Machines cannot die (note: this is a remarkably trite sentence to write, but oh well). They can price risk, but they cannot bear consequence. Liability always flows upward until it hits a nervous system. In that way, agents are a bit like corporations. You can sue a corporation, only to find another holding company behind it and another offshore entity behind that—it can be turtle after turtle after turtle on the way down—but eventually you reach a throat to choke. We need a throat to choke when the algorithm fails, especially when execution is free, and throats with Stakes x Path are in short supply.
To see how this operates, we must return to Rome.
In Ancient Rome, when an engineer finished building a stone arch, the law required them to stand directly beneath it as the wooden scaffolding was removed. The law did not ask a random civilian to stand under the stones because that proved nothing. It demanded the engineer—the human whose Path gave them the authority to build it, and whose Stakes guaranteed it wouldn’t fall. The engineer was crushed to death if the load-bearing math was wrong1.
Today, an AI can calculate the exact load-bearing stress of the arch better than the Roman engineer ever could. The cognitive capability of structural engineering is becoming a commodity. Soon, it will be water.

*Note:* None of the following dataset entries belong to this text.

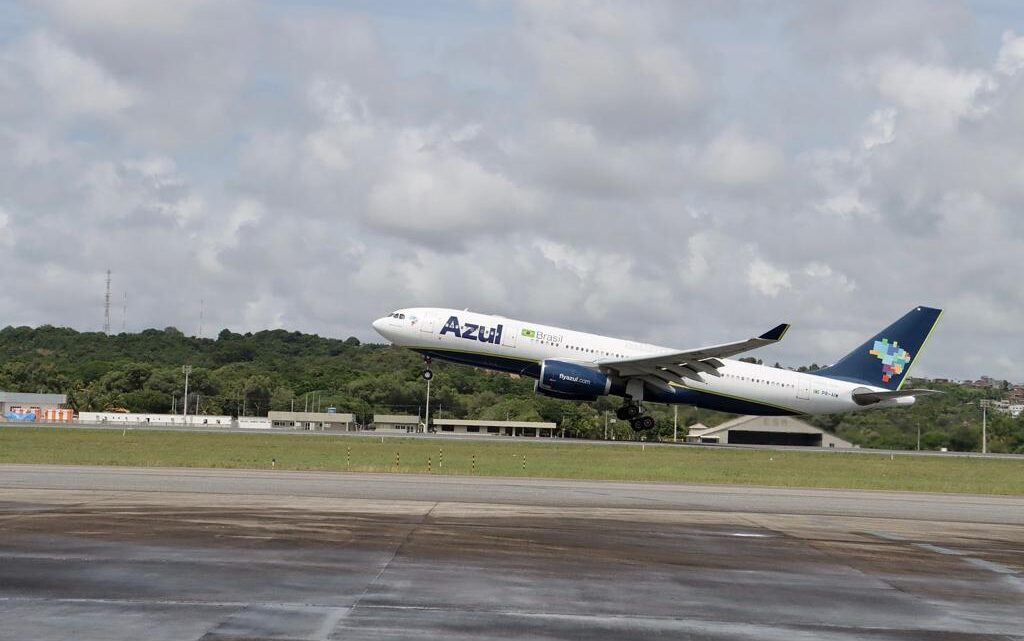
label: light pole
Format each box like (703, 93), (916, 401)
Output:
(980, 398), (992, 454)
(181, 365), (191, 423)
(423, 370), (434, 433)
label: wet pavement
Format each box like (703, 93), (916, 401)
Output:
(0, 466), (1024, 641)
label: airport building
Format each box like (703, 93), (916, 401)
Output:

But the AI cannot stand under the stone as the scaffold is removed. It has no biology to be crushed.
In the end, to make sense of all this, we must invert, just as we did with the peacock tail. In an agentic economy, our biological substrate is not valuable despite its fragility; it’s valuable because of its fragility. It is the ultimate premium feature. We are the peacock dragging the weight of a mortal tail through a jungle of cheap, synthetic brilliance.
Earlier, I called human biology a “substrate of sorrow.” Our need for sleep, food, and emotional validation is a heavy tax levied on our cognitive output. We are a terrible container for software.
But we are the only valid container for consequence.
Cognitive labor loses its premium, the era of biological collateral begins, and the market stops paying us for doing the math.
It pays us to be a person worth standing under the arch.
Peace of mind receipt:
Sadly, I am told this story–which I read in Antifragile–is apocryphal.